Most of the performances are kind of lost among the style and excess of the rest of the movie. The one major standout who I thought gave a really strong performance was Delroy Lindo playing a fictionalized take on U. S. Marshal Bass Reeves and while the role isn't written with all that much depth, Lindo gives the character this world weariness that gives some needed weight and investment to the film and gave the character a lot of credibility thanks to his performance. Idris Elba gets a decent introduction with a really strong train robbery set piece, but after that sequence he doesn't really get to do all that much until the very end of the movie which doesn't strike the emotional resonance it should. Johnathan Majors is serviceable as the lead, but he's also not really called upon for any commanding moments where he's allowed to own the scene and often is just sort of "there". Majors' Nat Love character has both a revenge plot as well as a romantic plot with Zazie Beetz' Stagecoach Mary and neither Nat Love's revenge nor his relationship with Stagecoach Mary really comes to a boiling point and feels like it's stuck on a mild simmer more than anything else.

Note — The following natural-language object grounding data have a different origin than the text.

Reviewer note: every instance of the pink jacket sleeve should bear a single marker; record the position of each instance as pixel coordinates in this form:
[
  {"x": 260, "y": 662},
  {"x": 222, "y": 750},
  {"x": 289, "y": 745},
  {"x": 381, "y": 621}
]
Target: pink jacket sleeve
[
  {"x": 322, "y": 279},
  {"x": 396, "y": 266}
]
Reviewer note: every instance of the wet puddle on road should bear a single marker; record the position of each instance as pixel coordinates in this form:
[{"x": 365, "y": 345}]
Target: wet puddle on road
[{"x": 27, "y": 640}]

The Harder they Fall certainly is stylish and well made, but it's also not as substantive as it needs to be to justify its near 2 and ½ hour length. I think Jeymes Samuel does have merit as a director and I would like to see him do another movie, but he also needs an editor that can keep his vision focused. There's a strong performance from Delroy Lindo and some forceful fight sequences and if you are a fan of westerns or Tarantino films this might be worth a one time viewing, but I can't really give it much more than that.